"Als het Gods wil is dat ik vandaag nog sterve, dat dien heiligen wil dan maar geschiede"
Achilles Cools, negen uur voor zijn dood
Guillaume De Kelver, zoon van Jean en Anne Marie Vandenplas, verdient de kost als voerman. Hij huwt in 1898 met Jeanne De Caey, een weduwe met twee kinderen. Uit dit huwelijk zullen nog vijf kinderen het daglicht zien.
Een van zijn kleinzonen beweert dat bij het uitbreken van de oorlog, het paard van zijn grootvader opgeëist werd door het leger. Omdat hij weigert de bron van zijn inkomsten af te staan, wordt hij verplicht zich in te lijven als "gemilitariseerde" voerman. Zo geraakt hij op 50 jarige leeftijd toch nog betrokken in de oorlog. Op zijn militaire fiche staat hij als "oorlogsvrijwilliger" vermeld.

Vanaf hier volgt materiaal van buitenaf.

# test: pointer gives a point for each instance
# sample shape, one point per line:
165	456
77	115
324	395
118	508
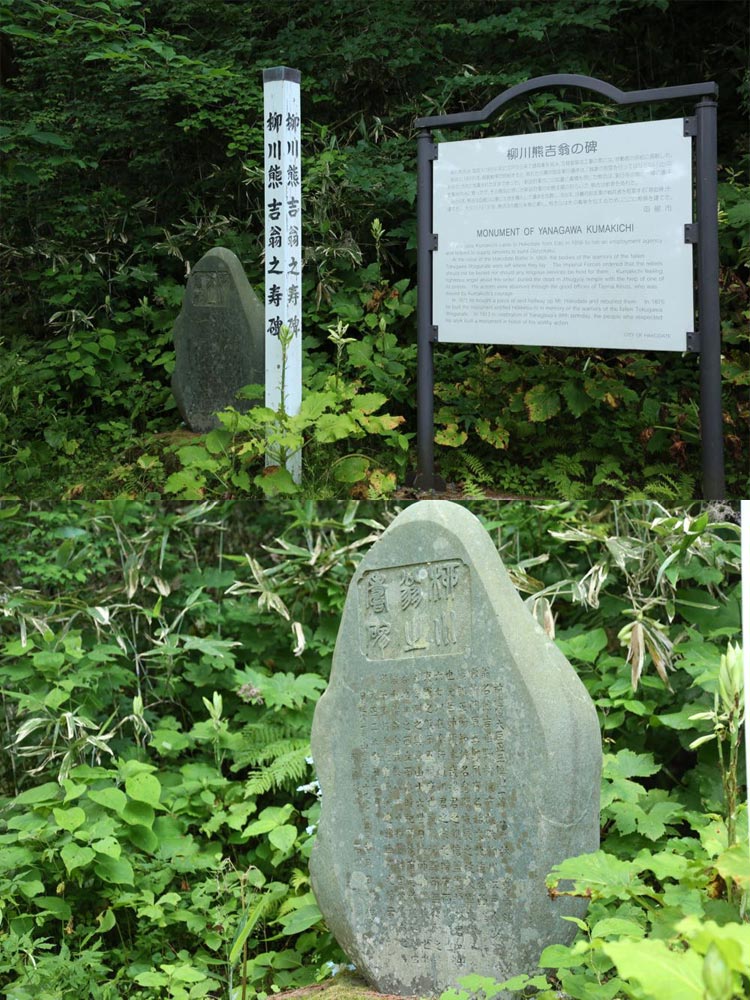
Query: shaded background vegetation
132	141
159	668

Op 26 mei 1915 raakt hij zwaar gekwetst. Met een wonde boven de boog van het rechterjukbeen en het gehemelte en bloeding uit de oren wordt hij geëvacueerd naar het Belgian Field Hospital, dat gevestigd is in het Gasthuis Clep in Hoogstade. Hij overlijdt daar op 28 mei 1915 om 4 uur 's ochtends.
Het slachtoffer wordt 's anderendaags begraven op de Belgische militaire begraafplaats van Hoogstade, grafnummer 123, en op 3 december 1921 plechtig herbegraven op de gemeentelijke begraafplaats van Oudergem. In Oudergem is een straat naar hem vernoemd.